A crise da ecologia psíquica.


A crise da ecologia psíquica.

O mundo moderno nasceu embalado por três ilusões poderosas:

I) a de que o progresso da ciência permitiria banir o mistério do mundo e elucidar o sentido da existência;

II) a de que o projeto de explorar e submeter a natureza ao controle da tecnologia poderia prosseguir indefinidamente sem atiçar a ameaça de grave descontrole da biosfera;

III) a de que o processo civilizatório promoveria o aprimoramento ético e intelectual da humanidade, tornando nossas vidas mais felizes, plenas e dignas de serem vividas.

O moderno Ocidente trouxe fabulosas conquistas, mas as suas promessas não se cumpriram. Se é verdade que uma era termina quando suas ilusões fundadoras estão exauridas, então o veredicto é claro: a era moderna caducou.

Na encruzilhada do século 21 , como enuncia com lapidar clareza a encíclica Laudato si' do papa Francisco, “os desertos externos estão aumentando no mundo porque os desertos internos se tornaram tão vastos".

A degradação do mundo natural que nos cerca tem um correlato em nosso mundo interno. Assim como o metabolismo entre sociedade e natureza no mundo moderno produziu a crise ambiental, de igual modo a nossa natureza interna vem sofrendo as consequências inadvertidas e indesejadas de um processo civilizatório em guerra com o psiquismo arcaico do animal humano e calcado no culto fanatizado da tecnologia e da máxima eficiência em tudo.

A crise da ecologia psíquica é fruto da severidade da renúncia instintual imposta por um processo civilizatório agressivamente calculista e cerebral: uma forma de vida em que a convenção e a hipocrisia permeiam os vínculos erótico-afetivos enquanto a competição feroz, a ansiedade e a ambição irrestrita dominam o mundo da produção e do consumo.

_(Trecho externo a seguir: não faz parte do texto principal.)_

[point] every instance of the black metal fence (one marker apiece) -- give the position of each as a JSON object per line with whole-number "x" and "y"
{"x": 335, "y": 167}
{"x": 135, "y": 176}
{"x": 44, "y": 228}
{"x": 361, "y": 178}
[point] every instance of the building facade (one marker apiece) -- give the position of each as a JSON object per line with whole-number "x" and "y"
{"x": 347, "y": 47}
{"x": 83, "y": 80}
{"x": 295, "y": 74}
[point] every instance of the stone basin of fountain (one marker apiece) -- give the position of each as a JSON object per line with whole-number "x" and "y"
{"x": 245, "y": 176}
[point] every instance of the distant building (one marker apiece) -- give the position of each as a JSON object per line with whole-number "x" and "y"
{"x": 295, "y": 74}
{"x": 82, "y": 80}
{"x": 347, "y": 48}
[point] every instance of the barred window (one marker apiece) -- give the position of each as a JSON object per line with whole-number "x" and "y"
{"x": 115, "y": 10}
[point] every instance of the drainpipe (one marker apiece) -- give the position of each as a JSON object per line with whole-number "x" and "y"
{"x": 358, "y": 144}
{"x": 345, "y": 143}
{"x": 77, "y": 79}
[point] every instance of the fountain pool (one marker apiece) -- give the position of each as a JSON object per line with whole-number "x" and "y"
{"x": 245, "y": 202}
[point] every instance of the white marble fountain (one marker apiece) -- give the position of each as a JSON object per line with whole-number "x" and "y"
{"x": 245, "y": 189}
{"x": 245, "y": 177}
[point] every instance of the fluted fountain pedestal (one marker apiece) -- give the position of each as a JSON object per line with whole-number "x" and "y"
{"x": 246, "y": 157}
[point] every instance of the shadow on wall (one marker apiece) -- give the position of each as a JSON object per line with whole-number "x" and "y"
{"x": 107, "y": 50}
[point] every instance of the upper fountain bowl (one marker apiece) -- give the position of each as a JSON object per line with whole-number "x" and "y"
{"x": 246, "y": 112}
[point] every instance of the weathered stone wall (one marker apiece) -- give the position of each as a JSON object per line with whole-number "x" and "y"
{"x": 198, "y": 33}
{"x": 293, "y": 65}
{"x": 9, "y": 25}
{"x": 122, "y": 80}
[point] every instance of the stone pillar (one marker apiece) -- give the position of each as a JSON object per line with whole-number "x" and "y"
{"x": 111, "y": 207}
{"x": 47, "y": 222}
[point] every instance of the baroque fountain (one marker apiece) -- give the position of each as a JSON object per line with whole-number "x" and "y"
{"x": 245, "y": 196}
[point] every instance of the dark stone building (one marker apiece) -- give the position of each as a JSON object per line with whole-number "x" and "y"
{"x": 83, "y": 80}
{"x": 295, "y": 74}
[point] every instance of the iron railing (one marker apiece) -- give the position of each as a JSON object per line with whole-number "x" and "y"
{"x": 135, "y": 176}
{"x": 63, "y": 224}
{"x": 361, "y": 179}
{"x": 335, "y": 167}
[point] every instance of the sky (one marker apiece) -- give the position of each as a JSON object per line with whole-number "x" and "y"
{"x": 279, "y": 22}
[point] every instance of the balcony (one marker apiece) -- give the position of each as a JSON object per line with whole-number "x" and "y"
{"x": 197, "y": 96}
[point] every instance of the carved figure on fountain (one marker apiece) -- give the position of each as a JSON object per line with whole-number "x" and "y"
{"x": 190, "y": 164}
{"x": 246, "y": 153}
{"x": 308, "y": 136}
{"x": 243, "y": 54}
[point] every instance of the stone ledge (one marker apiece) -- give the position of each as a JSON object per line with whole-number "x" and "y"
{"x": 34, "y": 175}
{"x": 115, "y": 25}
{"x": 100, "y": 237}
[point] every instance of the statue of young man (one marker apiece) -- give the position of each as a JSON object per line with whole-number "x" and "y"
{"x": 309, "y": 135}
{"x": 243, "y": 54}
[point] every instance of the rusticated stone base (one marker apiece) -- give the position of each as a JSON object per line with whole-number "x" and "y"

Daí o fardo do viver civilizado. O ideal de vida da leveza e da “civilização sem peso", como propõe Gilles Lipovetsky, pressupõe a conquista de uma relação menos hostil e arrogante não só com a natureza externa, mas com a natureza interna ao ser humano.

E o Brasil com isso? Será desvairadamente utópico imaginar que temos tudo para não capitular à opressiva industriosidade geradora de objetos demais e alegria de menos do tecnoconsumismo ocidental? Que o Brasil, embora modesto nos meios, mantém viva sua aptidão para a arte da vida e a capacidade de cultivá-la a uma perfeição mais plena? Que podemos ousar modelos de economia e convivência mais humanos e adequados ao que somos e sonhamos?